Peers and clients say:
"He is a very considered and thoughtful lawyer"
"Lars possesses deep knowledge in international arbitration"
"He has the expert knowledge necessary for handling complicated cross-jurisdictional dispute cases"
Lars Markert is a partner in the international dispute resolution group of Nishimura & Asahi’s Tokyo office. Lars has been involved in numerous international commercial and investment arbitrations as counsel and arbitrator under the arbitration rules of the world’s leading institutions as well as in ad hoc arbitrations under the UNCITRAL Rules. He is listed as an arbitrator on the panels of various arbitral institutions and regularly speaks and writes on current issues in commercial and investment arbitration.
What qualities make for a successful arbitrator?

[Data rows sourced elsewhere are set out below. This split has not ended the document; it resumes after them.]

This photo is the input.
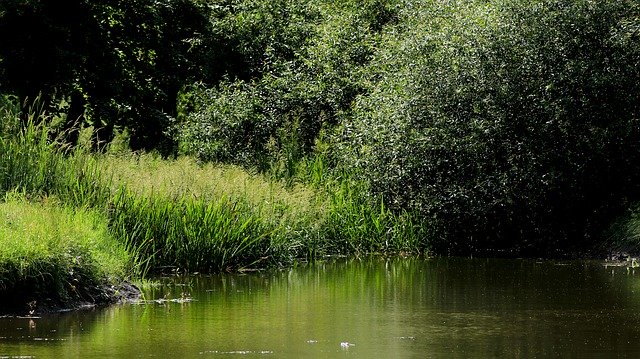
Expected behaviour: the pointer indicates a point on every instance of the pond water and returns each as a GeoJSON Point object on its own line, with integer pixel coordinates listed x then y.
{"type": "Point", "coordinates": [385, 308]}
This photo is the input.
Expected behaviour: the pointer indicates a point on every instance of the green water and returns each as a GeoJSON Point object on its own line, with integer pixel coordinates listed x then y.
{"type": "Point", "coordinates": [398, 308]}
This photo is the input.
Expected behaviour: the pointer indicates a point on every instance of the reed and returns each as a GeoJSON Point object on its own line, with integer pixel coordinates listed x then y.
{"type": "Point", "coordinates": [51, 252]}
{"type": "Point", "coordinates": [203, 217]}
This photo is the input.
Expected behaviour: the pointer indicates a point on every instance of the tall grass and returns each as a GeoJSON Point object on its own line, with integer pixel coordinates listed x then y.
{"type": "Point", "coordinates": [196, 217]}
{"type": "Point", "coordinates": [50, 251]}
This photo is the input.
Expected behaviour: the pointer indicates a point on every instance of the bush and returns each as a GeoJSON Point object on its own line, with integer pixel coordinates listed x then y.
{"type": "Point", "coordinates": [509, 125]}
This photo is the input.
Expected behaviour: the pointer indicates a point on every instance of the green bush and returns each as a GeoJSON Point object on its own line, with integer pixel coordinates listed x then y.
{"type": "Point", "coordinates": [303, 64]}
{"type": "Point", "coordinates": [508, 126]}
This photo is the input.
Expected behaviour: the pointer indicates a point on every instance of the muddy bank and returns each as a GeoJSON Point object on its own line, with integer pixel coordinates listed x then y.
{"type": "Point", "coordinates": [21, 302]}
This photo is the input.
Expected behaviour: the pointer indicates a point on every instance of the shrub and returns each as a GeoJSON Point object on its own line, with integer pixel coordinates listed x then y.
{"type": "Point", "coordinates": [509, 125]}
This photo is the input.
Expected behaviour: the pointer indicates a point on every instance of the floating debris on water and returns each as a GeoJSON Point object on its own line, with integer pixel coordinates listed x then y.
{"type": "Point", "coordinates": [240, 352]}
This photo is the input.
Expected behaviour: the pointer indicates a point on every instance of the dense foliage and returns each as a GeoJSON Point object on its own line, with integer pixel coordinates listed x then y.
{"type": "Point", "coordinates": [508, 126]}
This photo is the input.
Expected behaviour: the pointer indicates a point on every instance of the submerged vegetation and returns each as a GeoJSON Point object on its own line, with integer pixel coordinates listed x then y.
{"type": "Point", "coordinates": [219, 135]}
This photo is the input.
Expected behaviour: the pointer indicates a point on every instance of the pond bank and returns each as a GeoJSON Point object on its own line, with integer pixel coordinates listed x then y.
{"type": "Point", "coordinates": [53, 257]}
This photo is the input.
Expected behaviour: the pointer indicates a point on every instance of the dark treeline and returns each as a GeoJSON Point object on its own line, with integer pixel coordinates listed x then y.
{"type": "Point", "coordinates": [506, 127]}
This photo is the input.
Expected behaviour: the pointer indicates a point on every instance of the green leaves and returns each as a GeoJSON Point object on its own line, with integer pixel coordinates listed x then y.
{"type": "Point", "coordinates": [507, 126]}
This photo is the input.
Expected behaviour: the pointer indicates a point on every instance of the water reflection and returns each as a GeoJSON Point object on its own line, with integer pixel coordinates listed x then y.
{"type": "Point", "coordinates": [374, 308]}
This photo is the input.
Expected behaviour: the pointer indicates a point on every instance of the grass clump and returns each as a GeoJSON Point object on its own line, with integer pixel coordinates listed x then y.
{"type": "Point", "coordinates": [51, 255]}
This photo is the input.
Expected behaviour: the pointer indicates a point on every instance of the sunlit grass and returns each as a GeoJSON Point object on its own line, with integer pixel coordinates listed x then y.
{"type": "Point", "coordinates": [49, 249]}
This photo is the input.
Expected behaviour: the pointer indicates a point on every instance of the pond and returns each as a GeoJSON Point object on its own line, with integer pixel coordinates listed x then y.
{"type": "Point", "coordinates": [386, 308]}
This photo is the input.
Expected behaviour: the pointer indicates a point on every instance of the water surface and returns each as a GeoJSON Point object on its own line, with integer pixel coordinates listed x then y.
{"type": "Point", "coordinates": [387, 308]}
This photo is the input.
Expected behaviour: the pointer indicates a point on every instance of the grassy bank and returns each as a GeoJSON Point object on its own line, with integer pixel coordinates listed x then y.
{"type": "Point", "coordinates": [53, 256]}
{"type": "Point", "coordinates": [170, 213]}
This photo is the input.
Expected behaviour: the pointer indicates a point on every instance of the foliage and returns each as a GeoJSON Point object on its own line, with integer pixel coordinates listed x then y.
{"type": "Point", "coordinates": [297, 90]}
{"type": "Point", "coordinates": [117, 63]}
{"type": "Point", "coordinates": [508, 125]}
{"type": "Point", "coordinates": [55, 253]}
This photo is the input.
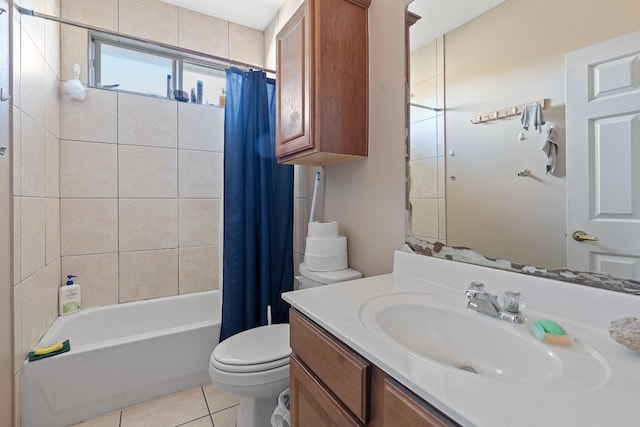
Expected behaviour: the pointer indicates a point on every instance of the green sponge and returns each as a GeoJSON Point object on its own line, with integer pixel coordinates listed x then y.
{"type": "Point", "coordinates": [551, 327]}
{"type": "Point", "coordinates": [32, 356]}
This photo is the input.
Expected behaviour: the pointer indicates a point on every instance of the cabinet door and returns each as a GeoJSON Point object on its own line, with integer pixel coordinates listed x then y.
{"type": "Point", "coordinates": [294, 80]}
{"type": "Point", "coordinates": [402, 409]}
{"type": "Point", "coordinates": [312, 405]}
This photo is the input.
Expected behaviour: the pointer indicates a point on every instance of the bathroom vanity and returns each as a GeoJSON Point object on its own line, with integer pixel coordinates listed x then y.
{"type": "Point", "coordinates": [333, 385]}
{"type": "Point", "coordinates": [403, 349]}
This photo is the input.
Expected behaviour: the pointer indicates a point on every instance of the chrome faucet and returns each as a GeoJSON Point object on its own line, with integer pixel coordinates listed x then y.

Thorough knowledge of the pleaded case, a good understanding of the applicable law, procedural prowess and even-handedness are the starting points. Ideally, these are paired with experience, commercial sense and sensitivity for the parties’ often different cultural, business and legal approaches. Managing the proceedings efficiently and rendering awards expeditiously should ensure continued success. The ability to handle technology and awareness of cybersecurity issues are indispensable.
In your experience, what advantages can clients benefit from in hiring a multilingual arbitrator?
Multilingual arbitrators will usually be sensitive to and aware of cultural and linguistic differences, and will likely approach issues with an open mind and a willingness to provide parties an equal opportunity to present their case. This is particularly important in my region, where Asian clients are often conducting arbitrations in English. Considering that Asian languages tend to be quite different from “Western” languages, e.g., in terms of grammatical structure, levels of formality and nuance, this may require specific precautions, such as consecutive, rather than simultaneous, interpretation or tweaks to the translation requirements – something which arbitrators from Western jurisdictions are not always sufficiently aware of.
To what extent should more be done to improve the transparency of arbitration proceedings?
The confidentiality of arbitral proceedings remains an important reason why commercial parties choose to arbitrate in the first place. To the extent increased transparency does not infringe on this choice, it should be welcomed. In particular, the enhanced institutional and procedural transparency pursued by leading arbitral institutions such as the ICC enhances the efficiency and legitimacy of the arbitral process. In investment arbitrations which involve public interests, transparency of proceedings is understandably much more common and accepted – although, remarkably, not always appreciated by states once they are actually involved in a dispute.
What role do you see third-party funding playing in arbitration moving forward?
I see it play an increasing role in big-ticket arbitrations, in which funding can be attractive for the funders and parties alike. Investment arbitration is certainly an area where there will be further growth. However, there are many commercial arbitrations at less high amounts in dispute which likely will continue to be run without any funding. Unfortunately, the legal situation in Japan is still not sufficiently clear. Since funding is not expressly allowed, many Japanese lawyers shy away from funding – although recently certain work-arounds have been deployed successfully.
How has the relationship between arbitrators and parties developed over your career? How might this affect tribunals?
Arbitrators seem to be increasingly aware that parties have become willing to consider challenging awards and arbitrators, which in some corners has led to a so-called “due process paranoia” among arbitrators. Also, depending on the geographic region, there seems to be a generational change from the “grand old (white) men” to a younger, more service-oriented, efficiency-driven, and diversified bar of arbitrators. I of course cannot exclude that some of the changes I perceive are just a reflection of my own development in the arbitration market.
What makes Nishimura & Asahi stand out from its competitors in the market?
A key distinguishing feature of Nishimura & Asahi amongst its Japanese competitors is its early focus on developing a dedicated international arbitration practice. Since 2018, it has been annually included in the Global Arbitration Review’s GAR 100 – as Japan’s first and for a long time only law firm. Notably, the firm has been carefully building a truly international team, seeing constant collaboration between Japanese, German, English, American and Australian qualified lawyers. This allows us to compete – as well as to collaborate as co-counsel – with international firms in the Japanese market. The next step will be to assist our other Asian offices in pursuing a similar path and to establish Nishimura & Asahi as a truly pan-Asian arbitration firm.
You have enjoyed a very distinguished career so far. What would you like to achieve that you have not yet accomplished?
While I am happy with my career trajectory so far, there is still a lot to accomplish. We can further internationalise our team and our roster of cases, and build out our ISDS practice. While our Singapore office already has a strong disputes offering, particularly in the construction sphere, there is still more potential for our Thai and Vietnamese offices that I hope to help develop. Finally, I enjoy sitting as an arbitrator and look forward to further expand my experience, particularly in cases in the Asia region.